New survey reveals that the majority of UK adults would be more inclined to provide personal information if given greater clarity as to what it will be used for

private data

UK consumers are more reluctant than ever to offer up their personal data to businesses after it was revealed that just under a third (30%) have had their data exploited by companies in the past.

The YouGov survey, commissioned by data experts, Informatica, found that only 35% of UK adults trust businesses to use their personal data in accordance with their wishes. But most staggering of all, an incredible 46% of the 2,000 people surveyed were reluctant to give businesses personal information because they believed that doing so gives businesses the opportunity to invade their privacy.
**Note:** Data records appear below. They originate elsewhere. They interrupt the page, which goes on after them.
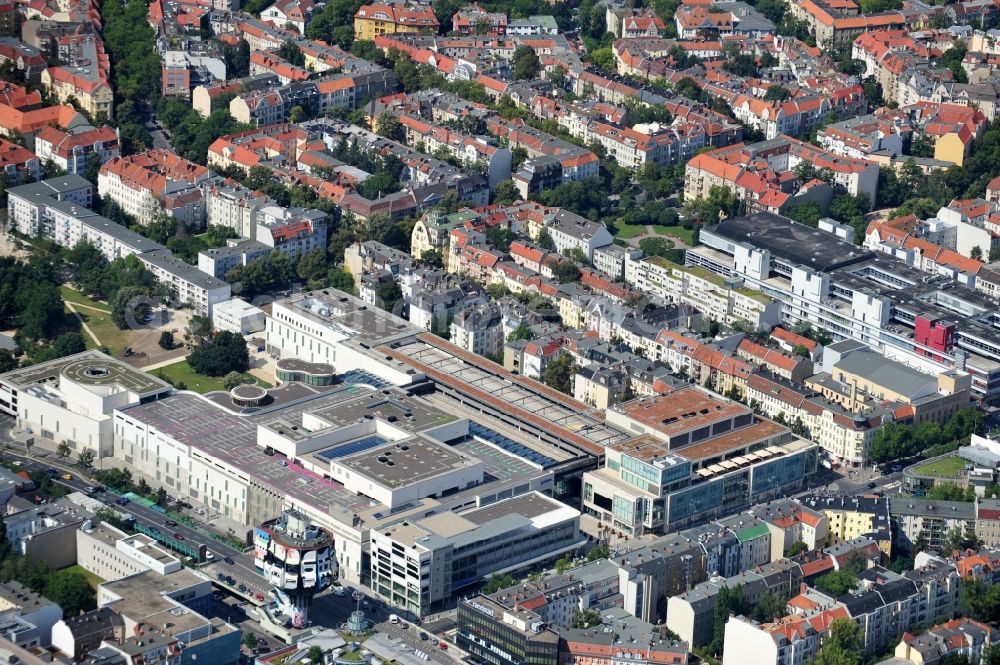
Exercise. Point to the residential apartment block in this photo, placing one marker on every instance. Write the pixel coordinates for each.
(154, 182)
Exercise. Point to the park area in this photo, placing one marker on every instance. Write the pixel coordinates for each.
(181, 374)
(101, 330)
(944, 467)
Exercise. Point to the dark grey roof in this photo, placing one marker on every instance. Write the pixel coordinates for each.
(791, 241)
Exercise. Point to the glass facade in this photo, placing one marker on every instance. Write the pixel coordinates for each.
(694, 500)
(776, 474)
(489, 640)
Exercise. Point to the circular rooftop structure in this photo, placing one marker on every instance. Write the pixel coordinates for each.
(313, 374)
(104, 372)
(248, 395)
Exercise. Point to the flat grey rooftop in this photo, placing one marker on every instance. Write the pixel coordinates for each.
(790, 241)
(887, 373)
(390, 405)
(232, 439)
(333, 308)
(89, 368)
(51, 187)
(527, 505)
(405, 462)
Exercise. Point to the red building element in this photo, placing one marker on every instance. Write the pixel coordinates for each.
(934, 333)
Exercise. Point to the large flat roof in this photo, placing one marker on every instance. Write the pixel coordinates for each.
(790, 241)
(681, 410)
(527, 399)
(349, 314)
(529, 505)
(232, 439)
(90, 368)
(407, 461)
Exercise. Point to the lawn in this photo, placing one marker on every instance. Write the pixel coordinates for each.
(946, 467)
(106, 330)
(628, 231)
(92, 579)
(77, 298)
(181, 372)
(687, 235)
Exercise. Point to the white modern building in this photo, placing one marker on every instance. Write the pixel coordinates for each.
(238, 316)
(418, 564)
(71, 399)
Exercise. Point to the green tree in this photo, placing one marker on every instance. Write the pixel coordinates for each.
(130, 306)
(566, 272)
(166, 340)
(341, 279)
(521, 332)
(656, 246)
(838, 582)
(388, 126)
(505, 193)
(729, 600)
(389, 296)
(563, 564)
(433, 258)
(525, 63)
(586, 618)
(291, 52)
(599, 552)
(314, 265)
(769, 607)
(71, 591)
(217, 356)
(796, 548)
(876, 6)
(841, 645)
(559, 373)
(500, 237)
(496, 582)
(545, 240)
(808, 213)
(233, 379)
(41, 308)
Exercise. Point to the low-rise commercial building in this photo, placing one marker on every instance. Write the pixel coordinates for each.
(71, 399)
(418, 565)
(692, 445)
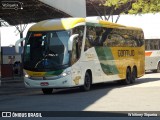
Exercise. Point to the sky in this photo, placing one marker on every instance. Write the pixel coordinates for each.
(150, 23)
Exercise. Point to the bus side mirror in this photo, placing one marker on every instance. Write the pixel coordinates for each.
(17, 44)
(70, 42)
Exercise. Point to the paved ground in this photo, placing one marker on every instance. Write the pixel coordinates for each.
(109, 97)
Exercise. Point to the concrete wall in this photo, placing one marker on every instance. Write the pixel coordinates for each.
(75, 8)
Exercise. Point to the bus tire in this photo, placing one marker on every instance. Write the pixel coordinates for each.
(128, 77)
(158, 68)
(47, 90)
(87, 82)
(134, 75)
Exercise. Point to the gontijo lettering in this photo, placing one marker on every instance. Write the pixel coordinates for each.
(123, 53)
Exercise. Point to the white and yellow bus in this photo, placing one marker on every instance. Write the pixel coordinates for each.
(152, 55)
(72, 52)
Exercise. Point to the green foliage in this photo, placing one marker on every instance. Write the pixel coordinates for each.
(138, 6)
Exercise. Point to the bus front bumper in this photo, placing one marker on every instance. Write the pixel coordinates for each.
(62, 82)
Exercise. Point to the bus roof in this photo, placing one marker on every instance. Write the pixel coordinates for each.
(69, 23)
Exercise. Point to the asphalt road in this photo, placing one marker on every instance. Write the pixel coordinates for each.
(144, 95)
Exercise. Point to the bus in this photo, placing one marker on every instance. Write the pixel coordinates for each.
(152, 55)
(78, 52)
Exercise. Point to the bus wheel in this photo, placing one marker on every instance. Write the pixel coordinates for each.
(134, 75)
(128, 77)
(158, 68)
(47, 90)
(87, 82)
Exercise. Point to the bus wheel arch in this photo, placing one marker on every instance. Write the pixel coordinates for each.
(87, 80)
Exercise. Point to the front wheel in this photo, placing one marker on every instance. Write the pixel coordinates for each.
(87, 82)
(47, 90)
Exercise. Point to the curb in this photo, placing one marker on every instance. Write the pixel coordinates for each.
(12, 80)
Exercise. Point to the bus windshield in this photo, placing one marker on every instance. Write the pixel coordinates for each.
(46, 50)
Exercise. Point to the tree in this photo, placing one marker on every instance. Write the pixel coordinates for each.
(134, 6)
However, the survey also revealed that younger, more tech-savvy adults have a greater awareness of the value of personal information, and would be willing to use it as a medium of exchange if they were to be provided with clearer explanations of how it will be handled.

59% of 18 to 24 year olds and 48% of 25 to 34 year olds said that if businesses were to state why they want customers’ personal data, and outline what it will be used for, they would be better inclined to give it to them.

According to Chris Boorman, chief marketing officer at Informatica: “There is clearly a trust issue over data in the UK, which could easily be addressed through better communication. Consumers want to know what their personal data will be used for and how the privacy of that information will be upheld.

There’s an opportunity here for organisations to be more transparent with consumers when it comes to how they plan to use their personal information and what’s in it for the consumer. Achieve this, and companies can forge stronger relationships with their customers.”